The Scalabrini Centre’s #access4EVERYchild awareness raising campaign connects parents to practical information on accessing education, healthcare and documentation. Photo: Tariro Washinyira

A Zimbabwean woman, who prefers to stay anonymous, says she had been struggling since last year to get her child into school. She went to every school in Parow, but all refused to enrol her child for grade one. As a result, the child spent a year at home. The child turned eight in January.

The mother has a Zimbabwe Exemption Permit. The father abandoned the child, making it difficult for the mother to apply for a passport and permit.

But after seeing a campaign on the Scalabrini Centre’s Facebook page, the mother went back to one of the schools and explained that her child has a right to be in school regardless of being undocumented.

Last year the school refused to even give her an application form, she says. This time she was allowed to apply. She was asked to supply the father’s documents, but she explained she had lost contact with him. The school then sent her an affidavit to sign and certify that she is single and has no knowledge of the father’s whereabouts. A few days later she received an email to say her child had been accepted for grade one.

This is the goal of the Scalabrini Centre’s #access4EVERYchild awareness-raising campaign, connecting children and their families with practical information to access education, healthcare and documentation.
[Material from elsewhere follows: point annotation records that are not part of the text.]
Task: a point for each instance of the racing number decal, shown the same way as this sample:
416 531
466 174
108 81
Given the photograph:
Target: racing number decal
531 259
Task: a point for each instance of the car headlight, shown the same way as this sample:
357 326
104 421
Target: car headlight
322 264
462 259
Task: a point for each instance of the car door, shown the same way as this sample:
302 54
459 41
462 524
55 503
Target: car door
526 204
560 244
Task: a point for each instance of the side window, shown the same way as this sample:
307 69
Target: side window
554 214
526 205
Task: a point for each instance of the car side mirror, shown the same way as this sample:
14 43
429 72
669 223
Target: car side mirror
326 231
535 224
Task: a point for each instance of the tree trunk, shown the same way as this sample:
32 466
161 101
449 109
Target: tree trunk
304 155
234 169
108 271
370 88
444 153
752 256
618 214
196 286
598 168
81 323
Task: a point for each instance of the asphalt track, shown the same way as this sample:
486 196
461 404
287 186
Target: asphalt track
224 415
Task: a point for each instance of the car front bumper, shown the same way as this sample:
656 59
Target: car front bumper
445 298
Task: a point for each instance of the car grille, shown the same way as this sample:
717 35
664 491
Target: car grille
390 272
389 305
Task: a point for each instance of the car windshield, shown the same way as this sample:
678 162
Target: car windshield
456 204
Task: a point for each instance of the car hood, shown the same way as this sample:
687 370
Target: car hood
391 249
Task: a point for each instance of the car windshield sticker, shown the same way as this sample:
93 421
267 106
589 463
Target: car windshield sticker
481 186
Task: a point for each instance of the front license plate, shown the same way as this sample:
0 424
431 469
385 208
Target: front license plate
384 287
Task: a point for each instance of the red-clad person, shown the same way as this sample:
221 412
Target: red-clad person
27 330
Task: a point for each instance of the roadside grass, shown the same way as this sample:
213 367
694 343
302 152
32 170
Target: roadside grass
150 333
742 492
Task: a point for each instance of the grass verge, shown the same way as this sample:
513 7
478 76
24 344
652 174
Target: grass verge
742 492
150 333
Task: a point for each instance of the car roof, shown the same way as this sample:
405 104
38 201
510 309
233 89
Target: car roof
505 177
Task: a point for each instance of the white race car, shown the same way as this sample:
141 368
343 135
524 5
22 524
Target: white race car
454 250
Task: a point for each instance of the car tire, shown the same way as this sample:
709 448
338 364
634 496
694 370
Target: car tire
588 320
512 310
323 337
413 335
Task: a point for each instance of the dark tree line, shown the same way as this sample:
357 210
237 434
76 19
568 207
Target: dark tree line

The campaign links people to a specific webpage and a mobile number where they can get information. It focuses on immigrant children, run in partnership with the United Nations International Children’s Emergency Fund (UNICEF).

People using the service have the option to choose their preferred language.

Scalabrini campaign, advocacy and communications officer Lotte Manicom says, “The Covid-19 pandemic has impacted children across South Africa as livelihoods have been affected and essential services, such as education and health, have been disrupted. Children from refugee and migrant backgrounds are amongst the most impacted, and there is a pressing need to make sure they get all the support they can at this particularly challenging time.”

GroundUp has often reported on immigrant children without documents being barred from schools and missing examinations.

In a ruling in December 2019, Judge President Selby Mbenenge in the Grahamstown High Court stopped the education department from removing or excluding from schools “children, including illegal foreign children, already admitted, purely by reason of the fact that the children have no identity document number, permit or passport, or have not produced any identification documents”.